Mesmo que os recursos prometidos desde 2011 fossem totalmente aplicados, o Brasil ainda estaria longe de resolver seus problemas de mobilidade urbana. Estudo feito pelo Banco Nacional de Desenvolvimento Econômico e Social (BNDES) aponta que o país precisaria investir pelo menos R$ 235 bilhões em obras relacionadas ao transporte público nas 15 principais regiões metropolitanas.

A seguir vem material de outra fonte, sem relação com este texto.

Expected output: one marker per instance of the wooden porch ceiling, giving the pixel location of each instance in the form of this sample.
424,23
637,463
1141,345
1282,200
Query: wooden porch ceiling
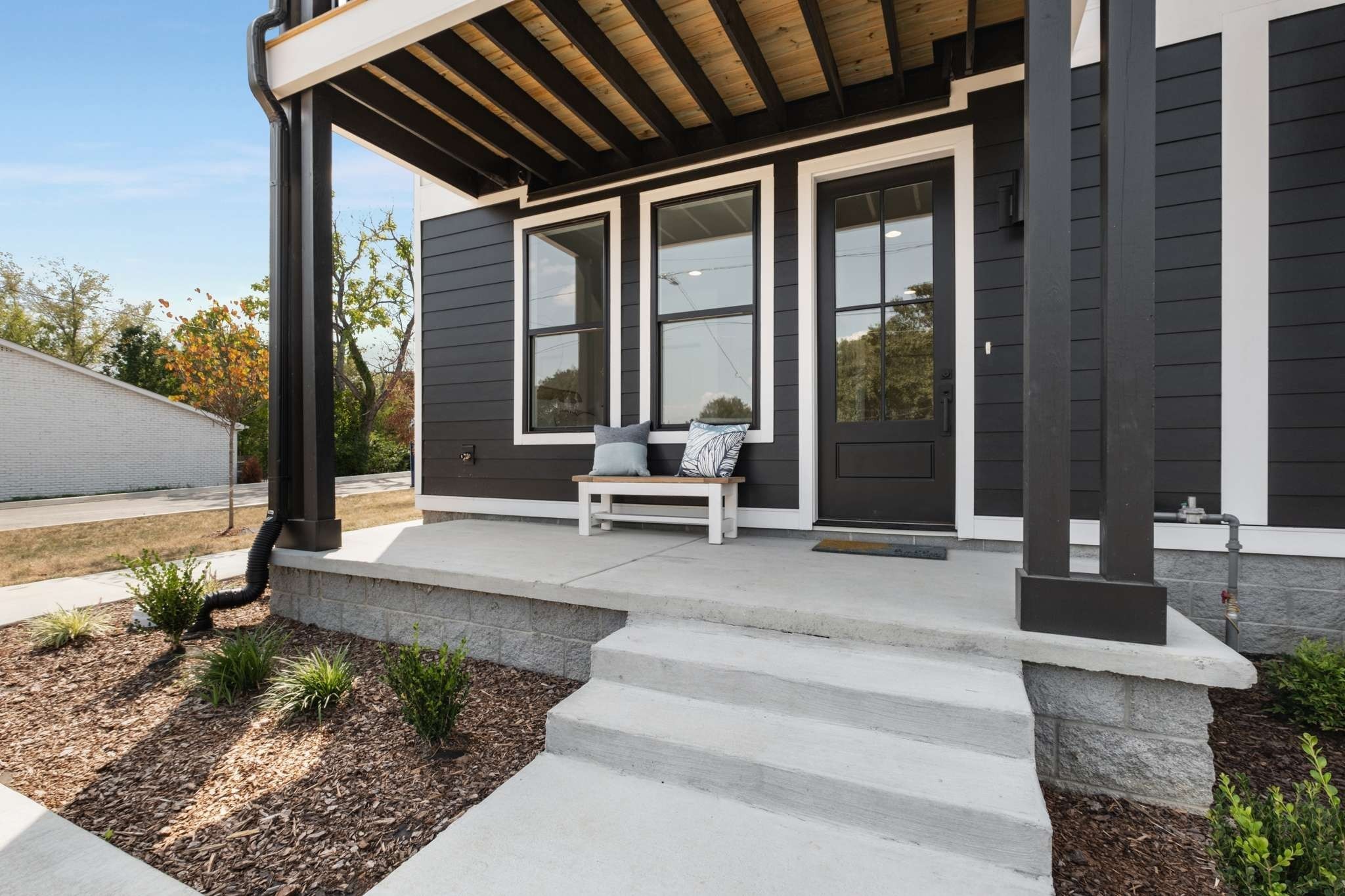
550,93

“Quanto maior a densidade urbana, maior a demanda por soluções de alta capacidade”, diz o chefe do departamento de mobilidade urbana do BNDES, Rodolfo Torres. Segundo ele, o objetivo do estudo é mostrar o tamanho do desafio em termos de mobilidade e a necessidade de planejamento para tentar solucioná-lo. “Não é possível resolver os problemas do dia para a noite. É necessário planejamento e investimento contínuo”, diz Torres.
Segundo Torres, um dos grandes entraves para o desenvolvimento do transporte público é a visão imediatista dos governantes. “Os programas de mobilidade devem ser um projeto de Estado e não de governo. Muitas vezes o governante não se sente incentivado a investir em um projeto que só vai ficar pronto no futuro”, diz Torres.
Em setembro, o Congresso Nacional promulgou uma Emenda Constitucional (EC 090/15) que inclui o transporte na lista de direitos sociais do cidadão previstos no artigo 6º da Constituição, ao lado da saúde, educação, alimentação, trabalho, moradia, lazer, previdência social e proteção à maternidade e à infância.
De acordo com a autora da proposta, deputada Luiza Erundina (PSB-SP), a medida obriga os governantes a desenvolver políticas para o setor. Os cidadãos agora também podem acionar o Ministério Público para fazer valer esse direito.
Enquanto os gargalos não são solucionados, os efeito da crise de mobilidade são sentidos na economia. Estudo divulgado pela Federação das Indústrias do Estado do Rio de Janeiro (Firjan) mostra que o tempo perdido pelos trabalhadores no deslocamento casa-trabalho-casa provoca um prejuízo de R$ 111 bilhões por ano à economia. É a chamada “produção sacrificada” – quanto o trabalhador deixa de produzir por causa de problemas relacionados à falta de mobilidade, como cansaço, estresse e falta de estímulo para o trabalho.
Realizado em 601 municípios distribuídos em 37 áreas metropolitanas, o estudo mostra que os trabalhadores dessas regiões demoram, em média, 114 minutos – quase duas horas – nessas viagens diárias (contando a ida e a volta do trabalho). O estudo considera os deslocamentos diários superiores a 30 minutos como prejudiciais à produtividade. “Com o crescimento das cidades, os trabalhadores foram morar cada vez mais na periferia. Mas os empregos continuaram no mesmo lugar, nas regiões centrais”, diz o coordenador do estudo, o economista Riley Rodrigues.
Segundo ele, além de investimentos em mobilidade, é preciso repensar o desenho urbano de forma a pulverizar a oferta de empregos em diversas regiões da metrópole, contribuindo para a redução de deslocamentos. “É preciso desconcentrar a cidade e oferecer oportunidades em todo o território”, diz Rodrigues.
Para o especialista em transportes Eduardo Vasconcellos, consultor da Associação Nacional de Transportes Públicos, o transporte individual deve pagar pelo uso do espaço urbano. “Se fossem cobrados R$ 10 de todos os carros particulares que hoje estacionam de graça nas ruas de São Paulo, seriam arrecadados cerca de R$ 3 bilhões por ano, dinheiro suficiente para construir uma linha de metrô”, diz.